Grazer als Wiener Landessprecher

Die Wiener Grünen haben jetzt auch einen neuen Landessprecher: Bei der Landesversammlung in Wien-Floridsdorf wurde Peter Kristöfel am Samstag als Nachfolger des zurückgetretenen Joachim Kovacs gewählt - mit 56,7 Prozent der Stimmen. Er konnte sich gegen zwei Gegenkandidaten durchsetzen.
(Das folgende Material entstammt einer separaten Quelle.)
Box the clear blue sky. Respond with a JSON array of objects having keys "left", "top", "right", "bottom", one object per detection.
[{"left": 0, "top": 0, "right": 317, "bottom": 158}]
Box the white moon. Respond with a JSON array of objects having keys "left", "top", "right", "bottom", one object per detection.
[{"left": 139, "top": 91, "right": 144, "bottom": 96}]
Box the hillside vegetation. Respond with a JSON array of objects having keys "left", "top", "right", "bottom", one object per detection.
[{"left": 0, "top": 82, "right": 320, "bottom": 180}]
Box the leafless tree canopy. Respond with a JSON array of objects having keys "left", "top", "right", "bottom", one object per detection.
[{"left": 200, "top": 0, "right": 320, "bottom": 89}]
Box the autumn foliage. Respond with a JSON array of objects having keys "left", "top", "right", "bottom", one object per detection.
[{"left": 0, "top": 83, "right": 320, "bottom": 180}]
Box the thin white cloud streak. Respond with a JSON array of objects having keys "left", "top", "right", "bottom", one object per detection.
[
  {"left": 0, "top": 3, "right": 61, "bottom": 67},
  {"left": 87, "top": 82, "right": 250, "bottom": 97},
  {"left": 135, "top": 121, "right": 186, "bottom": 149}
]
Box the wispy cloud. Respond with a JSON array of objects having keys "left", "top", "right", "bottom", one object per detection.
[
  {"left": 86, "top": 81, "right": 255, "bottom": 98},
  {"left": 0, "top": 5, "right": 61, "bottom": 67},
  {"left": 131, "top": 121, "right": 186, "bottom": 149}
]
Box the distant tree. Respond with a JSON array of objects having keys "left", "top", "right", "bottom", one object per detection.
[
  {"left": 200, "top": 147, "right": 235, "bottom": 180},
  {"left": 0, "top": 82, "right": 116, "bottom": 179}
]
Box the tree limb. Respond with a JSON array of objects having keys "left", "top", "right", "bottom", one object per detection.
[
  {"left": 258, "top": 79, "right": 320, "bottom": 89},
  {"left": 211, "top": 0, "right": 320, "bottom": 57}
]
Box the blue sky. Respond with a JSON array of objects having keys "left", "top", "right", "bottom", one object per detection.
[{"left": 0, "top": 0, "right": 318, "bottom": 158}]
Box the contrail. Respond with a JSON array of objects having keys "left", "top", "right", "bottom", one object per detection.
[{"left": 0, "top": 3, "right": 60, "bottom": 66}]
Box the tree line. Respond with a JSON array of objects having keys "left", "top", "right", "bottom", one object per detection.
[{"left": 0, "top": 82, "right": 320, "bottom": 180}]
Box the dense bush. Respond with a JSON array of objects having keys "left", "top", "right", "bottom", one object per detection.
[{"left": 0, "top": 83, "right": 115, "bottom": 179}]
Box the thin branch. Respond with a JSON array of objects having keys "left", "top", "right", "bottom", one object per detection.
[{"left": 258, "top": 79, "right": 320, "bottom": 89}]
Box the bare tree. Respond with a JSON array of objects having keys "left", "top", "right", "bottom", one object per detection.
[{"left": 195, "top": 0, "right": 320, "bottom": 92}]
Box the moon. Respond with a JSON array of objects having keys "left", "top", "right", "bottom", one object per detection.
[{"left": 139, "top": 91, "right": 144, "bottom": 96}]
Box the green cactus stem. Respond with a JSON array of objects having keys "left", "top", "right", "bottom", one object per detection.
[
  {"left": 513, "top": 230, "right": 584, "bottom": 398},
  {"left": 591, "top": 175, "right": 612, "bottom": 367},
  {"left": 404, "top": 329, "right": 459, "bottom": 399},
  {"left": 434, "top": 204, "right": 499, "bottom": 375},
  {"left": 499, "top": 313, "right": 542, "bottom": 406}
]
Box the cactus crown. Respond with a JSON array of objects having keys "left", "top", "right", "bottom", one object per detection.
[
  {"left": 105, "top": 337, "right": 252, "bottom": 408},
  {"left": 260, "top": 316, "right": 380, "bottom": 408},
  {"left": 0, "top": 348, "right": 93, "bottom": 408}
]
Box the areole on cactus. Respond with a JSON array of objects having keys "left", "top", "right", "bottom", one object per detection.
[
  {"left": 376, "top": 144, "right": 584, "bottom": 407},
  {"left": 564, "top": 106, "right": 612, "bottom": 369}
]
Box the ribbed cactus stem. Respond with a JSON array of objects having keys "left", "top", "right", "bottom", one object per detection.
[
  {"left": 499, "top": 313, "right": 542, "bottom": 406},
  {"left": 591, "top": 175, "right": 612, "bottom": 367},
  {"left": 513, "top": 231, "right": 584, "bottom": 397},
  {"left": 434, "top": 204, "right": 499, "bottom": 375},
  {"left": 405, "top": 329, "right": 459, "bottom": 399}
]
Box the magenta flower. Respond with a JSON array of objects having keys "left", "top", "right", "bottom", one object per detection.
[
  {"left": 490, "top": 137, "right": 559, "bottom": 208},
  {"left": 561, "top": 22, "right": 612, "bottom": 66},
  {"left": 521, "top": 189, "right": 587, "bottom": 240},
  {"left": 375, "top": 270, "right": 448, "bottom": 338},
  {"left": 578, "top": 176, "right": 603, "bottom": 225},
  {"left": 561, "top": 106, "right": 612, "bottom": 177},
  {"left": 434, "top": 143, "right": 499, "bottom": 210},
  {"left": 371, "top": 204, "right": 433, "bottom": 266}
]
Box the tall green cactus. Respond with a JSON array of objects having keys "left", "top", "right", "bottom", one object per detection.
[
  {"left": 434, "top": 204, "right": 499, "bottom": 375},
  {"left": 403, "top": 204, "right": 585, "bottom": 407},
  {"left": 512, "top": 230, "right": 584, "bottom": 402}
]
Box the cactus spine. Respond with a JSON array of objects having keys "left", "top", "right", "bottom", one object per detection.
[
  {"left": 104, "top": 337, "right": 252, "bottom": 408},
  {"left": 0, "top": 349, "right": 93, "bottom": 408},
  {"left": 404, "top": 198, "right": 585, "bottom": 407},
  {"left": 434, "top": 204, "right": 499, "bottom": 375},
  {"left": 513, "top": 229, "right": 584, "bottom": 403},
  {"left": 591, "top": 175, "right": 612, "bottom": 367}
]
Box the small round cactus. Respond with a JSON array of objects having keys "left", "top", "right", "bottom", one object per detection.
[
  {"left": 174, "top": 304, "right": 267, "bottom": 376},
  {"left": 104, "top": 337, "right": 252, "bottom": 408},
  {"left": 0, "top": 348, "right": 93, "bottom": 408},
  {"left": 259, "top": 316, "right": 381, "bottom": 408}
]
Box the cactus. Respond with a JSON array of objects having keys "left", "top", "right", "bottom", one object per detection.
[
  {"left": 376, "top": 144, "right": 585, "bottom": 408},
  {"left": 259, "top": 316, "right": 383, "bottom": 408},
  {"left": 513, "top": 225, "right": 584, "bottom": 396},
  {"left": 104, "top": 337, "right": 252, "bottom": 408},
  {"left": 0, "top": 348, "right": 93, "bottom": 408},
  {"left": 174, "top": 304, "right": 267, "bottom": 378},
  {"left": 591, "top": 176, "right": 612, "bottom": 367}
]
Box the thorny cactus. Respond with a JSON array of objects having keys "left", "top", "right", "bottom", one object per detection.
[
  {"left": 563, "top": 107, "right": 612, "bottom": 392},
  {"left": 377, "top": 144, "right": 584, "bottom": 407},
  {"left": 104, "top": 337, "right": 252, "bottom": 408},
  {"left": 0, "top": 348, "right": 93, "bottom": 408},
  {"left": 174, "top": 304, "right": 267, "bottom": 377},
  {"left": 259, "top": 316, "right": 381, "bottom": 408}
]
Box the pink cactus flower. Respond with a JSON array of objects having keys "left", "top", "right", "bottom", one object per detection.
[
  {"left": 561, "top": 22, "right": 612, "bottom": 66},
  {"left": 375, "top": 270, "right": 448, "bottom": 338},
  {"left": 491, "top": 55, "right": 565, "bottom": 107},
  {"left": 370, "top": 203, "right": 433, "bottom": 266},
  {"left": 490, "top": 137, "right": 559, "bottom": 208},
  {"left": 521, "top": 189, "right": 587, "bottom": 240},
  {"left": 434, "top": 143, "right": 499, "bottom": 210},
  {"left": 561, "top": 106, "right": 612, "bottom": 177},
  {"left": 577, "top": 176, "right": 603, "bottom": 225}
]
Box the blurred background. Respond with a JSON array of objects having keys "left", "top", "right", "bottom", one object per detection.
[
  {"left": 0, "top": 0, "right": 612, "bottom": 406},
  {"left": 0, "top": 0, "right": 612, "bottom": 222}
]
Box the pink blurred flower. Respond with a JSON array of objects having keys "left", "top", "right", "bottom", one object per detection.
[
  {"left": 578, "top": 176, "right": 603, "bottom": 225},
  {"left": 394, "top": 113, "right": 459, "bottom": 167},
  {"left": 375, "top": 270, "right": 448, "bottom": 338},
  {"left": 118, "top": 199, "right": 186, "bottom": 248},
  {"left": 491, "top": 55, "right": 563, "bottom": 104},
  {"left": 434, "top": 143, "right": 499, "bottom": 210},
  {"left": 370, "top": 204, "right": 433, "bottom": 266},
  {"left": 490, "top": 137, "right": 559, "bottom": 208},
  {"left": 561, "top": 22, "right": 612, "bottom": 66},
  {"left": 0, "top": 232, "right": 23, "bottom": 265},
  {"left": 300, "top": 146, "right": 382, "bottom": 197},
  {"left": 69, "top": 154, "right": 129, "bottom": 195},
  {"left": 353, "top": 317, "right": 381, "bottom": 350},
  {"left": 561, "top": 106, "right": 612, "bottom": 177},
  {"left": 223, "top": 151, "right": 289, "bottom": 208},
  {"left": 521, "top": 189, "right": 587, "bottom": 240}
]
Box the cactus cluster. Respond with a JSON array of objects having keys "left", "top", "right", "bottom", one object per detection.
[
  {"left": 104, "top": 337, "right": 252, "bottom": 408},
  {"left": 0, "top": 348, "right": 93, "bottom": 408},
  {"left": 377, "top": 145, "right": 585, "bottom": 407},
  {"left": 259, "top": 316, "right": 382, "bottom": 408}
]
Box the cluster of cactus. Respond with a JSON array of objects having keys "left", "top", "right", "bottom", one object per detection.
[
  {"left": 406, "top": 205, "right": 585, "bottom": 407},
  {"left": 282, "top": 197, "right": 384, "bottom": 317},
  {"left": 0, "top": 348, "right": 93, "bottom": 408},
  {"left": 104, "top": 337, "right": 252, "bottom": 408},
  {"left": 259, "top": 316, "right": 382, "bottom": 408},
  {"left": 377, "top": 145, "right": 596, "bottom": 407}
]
Der gebürtige Grazer Kristöfel (41), der nach eigenen Angaben "seit dem Kindergarten" in Wien wohnt, ist seit 2015 Bezirksrat in Döbling. Außerdem war der Mathematik- und Physiklehrer zuletzt in den Erneuerungsprozess der Wiener Partei involviert. Seine Rolle sieht er darin, intern auf die Partei einzuwirken, "um mit einer geeinten Stimme nach außen aufzutreten". Ob Kristöfel bei der Spitzenwahl für die spätere Siegerin Birgit Hebein gestimmt hat, wollte der neue Landessprecher der APA nicht verraten.

Kristöfel setzte sich bei der Entscheidung gegen Menschenrechtsanwalt Georg Bürstmayr und Nicolas Pawloff, Sohn von Grünen-Urgestein Freda Meissner-Blau, durch. Sie erreichten nur 25,77 bzw. 17,53 Prozent der gültigen Delegiertenstimmen.